The Mastodon . . . whistles past the graveyard?

Posted in Commentary, Leadership and Management

Two years ago, Mike Dillon, GC of Sun Microsystems, observed in his post, The Way Of The Mastodon:

 My point is that the epoch of the current law firm model – which derives its profitability from growing scale and raising hourly rates – will soon be over. The firms that will survive and thrive are those that recognize this change and focus on how to maintain margins by focusing on efficiency.

Just last week, Dillon said he was shaking his head while reading a post reporting that law firms do not expect to make radical changes as a result of the economic downturn and related changes in the legal marketplace. In light of his earlier prophetic comments, his reaction that this feels "like whistling past the graveyard" should cause all but the most stubborn to at least pause.  According to Dillon:

The reality is that we are in the early stages of a seismic shift in the traditional cost and delivery model for legal services. I see it every day in my interactions with the law firms that support us and in my discussions with peers at other companies. This change is the result of three major factors: the current economic downturn, the rise of alternative legal service providers and the lifestyle choices of the newest members of our profession.

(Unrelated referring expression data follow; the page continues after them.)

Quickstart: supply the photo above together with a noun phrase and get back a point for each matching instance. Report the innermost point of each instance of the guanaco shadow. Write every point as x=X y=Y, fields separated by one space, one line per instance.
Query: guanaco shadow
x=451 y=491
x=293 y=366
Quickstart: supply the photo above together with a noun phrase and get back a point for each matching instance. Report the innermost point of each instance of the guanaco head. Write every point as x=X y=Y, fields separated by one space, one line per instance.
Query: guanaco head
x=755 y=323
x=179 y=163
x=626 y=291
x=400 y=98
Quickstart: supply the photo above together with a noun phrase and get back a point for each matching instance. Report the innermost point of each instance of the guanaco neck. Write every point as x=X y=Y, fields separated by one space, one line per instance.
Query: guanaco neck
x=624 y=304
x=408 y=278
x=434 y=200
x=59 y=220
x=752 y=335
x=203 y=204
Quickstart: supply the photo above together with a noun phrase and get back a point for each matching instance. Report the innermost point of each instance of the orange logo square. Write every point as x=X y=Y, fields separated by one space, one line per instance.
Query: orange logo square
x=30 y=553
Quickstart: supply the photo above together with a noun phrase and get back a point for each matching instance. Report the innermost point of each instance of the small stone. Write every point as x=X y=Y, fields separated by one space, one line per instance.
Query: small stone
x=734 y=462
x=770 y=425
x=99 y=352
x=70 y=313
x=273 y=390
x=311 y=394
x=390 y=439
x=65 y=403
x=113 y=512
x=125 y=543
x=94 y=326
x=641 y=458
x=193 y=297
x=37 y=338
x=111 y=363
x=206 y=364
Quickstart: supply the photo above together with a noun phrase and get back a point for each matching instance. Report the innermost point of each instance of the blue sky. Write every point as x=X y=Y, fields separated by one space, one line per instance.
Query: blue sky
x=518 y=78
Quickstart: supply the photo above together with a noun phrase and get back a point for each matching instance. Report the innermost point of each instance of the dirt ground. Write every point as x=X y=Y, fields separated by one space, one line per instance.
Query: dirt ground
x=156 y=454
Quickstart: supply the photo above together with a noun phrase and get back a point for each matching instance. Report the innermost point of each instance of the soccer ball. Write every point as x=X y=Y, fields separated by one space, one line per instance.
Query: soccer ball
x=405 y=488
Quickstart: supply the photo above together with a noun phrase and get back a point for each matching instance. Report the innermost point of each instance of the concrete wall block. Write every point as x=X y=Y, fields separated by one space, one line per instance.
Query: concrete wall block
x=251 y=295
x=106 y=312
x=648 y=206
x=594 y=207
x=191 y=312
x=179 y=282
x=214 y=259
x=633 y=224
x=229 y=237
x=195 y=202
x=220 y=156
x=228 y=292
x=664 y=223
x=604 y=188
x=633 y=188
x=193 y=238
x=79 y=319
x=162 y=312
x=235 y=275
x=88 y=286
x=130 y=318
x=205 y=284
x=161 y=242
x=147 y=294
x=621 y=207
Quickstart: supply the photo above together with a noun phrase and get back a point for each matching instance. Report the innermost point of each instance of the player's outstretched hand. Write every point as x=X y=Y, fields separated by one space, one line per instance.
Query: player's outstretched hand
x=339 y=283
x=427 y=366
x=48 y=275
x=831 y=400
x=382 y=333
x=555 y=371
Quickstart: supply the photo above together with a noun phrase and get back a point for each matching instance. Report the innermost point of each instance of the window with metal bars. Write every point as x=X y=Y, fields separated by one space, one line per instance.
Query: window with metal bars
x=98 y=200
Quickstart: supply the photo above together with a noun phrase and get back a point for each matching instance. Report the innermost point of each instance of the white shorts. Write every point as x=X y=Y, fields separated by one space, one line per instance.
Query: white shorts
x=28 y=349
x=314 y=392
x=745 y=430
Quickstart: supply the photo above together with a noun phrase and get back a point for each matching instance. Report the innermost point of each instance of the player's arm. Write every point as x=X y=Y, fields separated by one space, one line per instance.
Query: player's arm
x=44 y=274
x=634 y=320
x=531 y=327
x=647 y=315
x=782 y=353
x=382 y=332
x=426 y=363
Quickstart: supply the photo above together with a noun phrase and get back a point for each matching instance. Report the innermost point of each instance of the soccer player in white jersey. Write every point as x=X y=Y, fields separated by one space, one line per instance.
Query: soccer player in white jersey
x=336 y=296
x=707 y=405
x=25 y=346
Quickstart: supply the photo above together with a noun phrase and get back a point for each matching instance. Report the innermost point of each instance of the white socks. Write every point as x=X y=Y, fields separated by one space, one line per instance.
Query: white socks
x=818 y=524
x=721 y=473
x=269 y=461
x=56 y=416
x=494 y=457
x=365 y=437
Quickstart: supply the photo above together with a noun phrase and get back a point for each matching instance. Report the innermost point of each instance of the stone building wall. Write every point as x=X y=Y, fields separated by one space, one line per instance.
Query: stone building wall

Dillon concludes his analysis with this thought for those who persist in propping up the status quo:

Change is always difficult. But, all of us in the legal profession – whether in-house or firm – need to embrace it. For as Benjamin Franklin once said: "When you’re finished changing, you’re finished."

While the tendency is to focus on BigLaw’s resistance to change, the truth is that BigLaw merely reflects what is true about the profession as a whole.  Lawyers tend to fear change and are uncomfortable (to say the least) operating with unknowns and uncertainty.  Courage is not the absence of fear, it is overcoming your fear to act the may you should rather than instinctively.  Change can–and should–be your choice.  If you don’t relish it, you need to figure out how to at least be comfortable with it.